My favourite bee is the Blue Banded Bee (Amegilla Cingulata) They are the prettiest of the Australian native bees. They have a gold/brown furry head and thorax and they have a shiny black abdomen that has pale blue bands on it (the males have five bands the females only have four)

Because they are buzz pollinators you can always hear when they are around, they make a loud buzzing noise when they land on flower. The vibration from the buzz makes the flowers drop their pollen. They tend to favor purple and blue flowers so I have mass planted Salvia Mystic Spires, Bog Sage, some other Salvias, Native Daisies and a Duranta which are their favorites.

They are a solitary bee and do not live in hives like the honeybee. Instead they burrow into soft rock or mortar. The females make the burrows, in the end of the burrow is an egg with a pollen/nectar mixture for the emerging larva. The larva stay there during the cooler months and start to emerge when the weather warms up.

The males are not so comfortable. They are left to roost on twigs at night, hanging on with their mandibles. I first noticed them in groups of three and fours but nowdays there can be as many as eight roosting together on a twig. I have one group that roost on my Passionfruit vine each night another group roosts on some dead twigs in a tree in my backyard. See the picture below.

As they are open to the elements they only live through the warmer months. I usually notice their appearance around the end of October and then their numbers start to dwindle around the end of March. The group that slept on the Passionfruit vine have disappeared but I am still noticing one or two bees buzzing around in the garden. They will probably all be gone by the end of this month as they cannot survive the cold nights.

I have stumbled across a Native Bee website and they give instructions on how to make nest blocks for them. I plan on having them ready for October, hopefully this means that I will be able to watch them closer and have more photo opportunities. Here is the website if you are interested in learning more. Scroll down to Article 8.

http://www.aussiebee.com.au/abol-current.html#abol008

Unfortunately it seems that a large amount of the Australian population are not aware of these bees. The only reason that I really noticed them is because I spend so much time hunting around in my garden to find things to take photos of.
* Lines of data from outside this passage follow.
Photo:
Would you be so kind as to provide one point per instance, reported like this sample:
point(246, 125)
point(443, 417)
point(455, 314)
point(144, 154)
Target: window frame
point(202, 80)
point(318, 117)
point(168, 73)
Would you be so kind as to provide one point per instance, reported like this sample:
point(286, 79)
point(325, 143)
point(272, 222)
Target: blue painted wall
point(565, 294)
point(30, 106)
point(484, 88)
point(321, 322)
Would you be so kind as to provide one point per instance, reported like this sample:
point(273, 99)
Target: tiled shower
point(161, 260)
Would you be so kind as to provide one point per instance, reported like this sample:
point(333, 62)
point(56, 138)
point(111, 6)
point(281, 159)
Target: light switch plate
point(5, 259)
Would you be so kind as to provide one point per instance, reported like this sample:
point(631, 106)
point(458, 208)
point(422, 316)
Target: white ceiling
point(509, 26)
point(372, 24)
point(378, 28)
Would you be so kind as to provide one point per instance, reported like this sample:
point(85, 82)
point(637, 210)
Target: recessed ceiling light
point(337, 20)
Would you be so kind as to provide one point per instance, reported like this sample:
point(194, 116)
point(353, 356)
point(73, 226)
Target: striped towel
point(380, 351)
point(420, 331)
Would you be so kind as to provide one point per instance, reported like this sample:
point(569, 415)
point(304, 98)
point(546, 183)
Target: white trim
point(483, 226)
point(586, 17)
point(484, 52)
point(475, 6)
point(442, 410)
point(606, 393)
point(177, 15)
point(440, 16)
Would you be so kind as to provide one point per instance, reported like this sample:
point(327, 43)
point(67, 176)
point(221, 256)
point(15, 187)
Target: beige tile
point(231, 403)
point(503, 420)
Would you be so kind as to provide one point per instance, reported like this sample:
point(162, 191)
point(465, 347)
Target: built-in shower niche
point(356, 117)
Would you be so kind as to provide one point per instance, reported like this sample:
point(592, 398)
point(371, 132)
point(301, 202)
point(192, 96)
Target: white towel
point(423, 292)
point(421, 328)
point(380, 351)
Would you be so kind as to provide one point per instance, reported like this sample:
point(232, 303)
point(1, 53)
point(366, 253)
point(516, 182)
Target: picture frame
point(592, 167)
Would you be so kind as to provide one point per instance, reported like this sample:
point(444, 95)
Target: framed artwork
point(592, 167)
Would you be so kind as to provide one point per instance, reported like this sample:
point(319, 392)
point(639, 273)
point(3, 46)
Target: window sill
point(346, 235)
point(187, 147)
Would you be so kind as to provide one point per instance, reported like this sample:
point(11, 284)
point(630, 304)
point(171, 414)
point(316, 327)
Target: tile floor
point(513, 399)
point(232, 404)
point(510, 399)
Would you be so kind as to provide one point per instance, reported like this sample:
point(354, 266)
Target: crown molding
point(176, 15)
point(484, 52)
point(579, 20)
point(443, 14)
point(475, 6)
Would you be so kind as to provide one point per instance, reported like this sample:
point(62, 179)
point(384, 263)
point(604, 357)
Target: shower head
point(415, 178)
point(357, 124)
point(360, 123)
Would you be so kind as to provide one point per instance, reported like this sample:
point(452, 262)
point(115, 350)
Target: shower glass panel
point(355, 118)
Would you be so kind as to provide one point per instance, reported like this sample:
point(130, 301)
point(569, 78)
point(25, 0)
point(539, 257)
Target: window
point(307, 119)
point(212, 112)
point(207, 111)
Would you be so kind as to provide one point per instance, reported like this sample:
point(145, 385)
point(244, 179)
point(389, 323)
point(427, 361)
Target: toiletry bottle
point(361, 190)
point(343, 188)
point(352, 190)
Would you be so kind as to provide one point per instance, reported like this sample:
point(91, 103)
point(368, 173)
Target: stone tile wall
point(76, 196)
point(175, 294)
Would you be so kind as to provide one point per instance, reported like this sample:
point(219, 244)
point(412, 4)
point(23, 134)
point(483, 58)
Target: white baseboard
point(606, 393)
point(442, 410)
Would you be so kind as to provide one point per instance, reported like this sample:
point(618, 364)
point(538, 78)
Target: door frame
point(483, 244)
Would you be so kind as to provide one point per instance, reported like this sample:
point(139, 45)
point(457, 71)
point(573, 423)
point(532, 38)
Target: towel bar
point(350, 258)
My passion is macro photography and these little bees are great subjects.

I will be blogging about other Aussie bees. Some even more amazing than the Blue banded bees.

Thanks to the following sites as they helped me with some of the information:-

http://www.aussiebee.com.au/index.html

http://www.faunanet.gov.au/wos/factfile.cfm?Fact_ID=243


Hello World

30 Days of Gratitude- Day 1, originally uploaded by aussiegall.
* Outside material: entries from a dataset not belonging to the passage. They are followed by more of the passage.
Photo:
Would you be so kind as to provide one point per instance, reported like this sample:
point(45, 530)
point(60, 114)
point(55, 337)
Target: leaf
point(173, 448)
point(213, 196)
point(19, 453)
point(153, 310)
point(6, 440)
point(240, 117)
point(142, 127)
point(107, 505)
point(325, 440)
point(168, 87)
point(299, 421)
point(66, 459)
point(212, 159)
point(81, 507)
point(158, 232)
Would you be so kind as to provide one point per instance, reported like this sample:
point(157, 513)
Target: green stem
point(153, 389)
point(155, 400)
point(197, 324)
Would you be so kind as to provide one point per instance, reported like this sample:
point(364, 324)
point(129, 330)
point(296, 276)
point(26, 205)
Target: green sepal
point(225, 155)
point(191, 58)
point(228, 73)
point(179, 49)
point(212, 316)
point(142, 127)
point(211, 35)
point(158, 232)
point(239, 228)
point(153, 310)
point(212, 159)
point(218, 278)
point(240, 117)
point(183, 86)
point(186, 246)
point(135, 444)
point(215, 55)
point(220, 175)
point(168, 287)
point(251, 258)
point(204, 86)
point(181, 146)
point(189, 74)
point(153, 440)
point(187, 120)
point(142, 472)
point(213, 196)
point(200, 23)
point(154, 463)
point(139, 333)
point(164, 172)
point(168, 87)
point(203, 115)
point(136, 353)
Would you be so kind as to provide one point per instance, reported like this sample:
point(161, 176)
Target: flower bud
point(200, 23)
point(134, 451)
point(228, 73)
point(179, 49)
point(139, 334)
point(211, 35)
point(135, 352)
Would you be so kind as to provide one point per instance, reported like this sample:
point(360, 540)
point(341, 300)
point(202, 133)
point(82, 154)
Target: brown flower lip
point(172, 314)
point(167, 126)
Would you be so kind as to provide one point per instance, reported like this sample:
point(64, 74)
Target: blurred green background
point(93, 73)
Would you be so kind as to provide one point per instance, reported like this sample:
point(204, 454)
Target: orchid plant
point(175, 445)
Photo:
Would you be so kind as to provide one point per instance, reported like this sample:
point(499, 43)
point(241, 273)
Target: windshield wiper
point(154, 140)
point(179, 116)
Several months ago I decided that I would have a go at blogging, life got a bit hectic so I kept on putting it off until now.

Tonight I decided to bite the bullet and make a start, so here I am.
I am a blog virgin, so be gentle with me.

What will my blog be about ? Lots of things, photography, gardening, insects, yoga, meditation and whatever else that I find interesting in my journey through life.

Thanks for dropping by. Now I’m off to get some inspiration from other peoples blogs.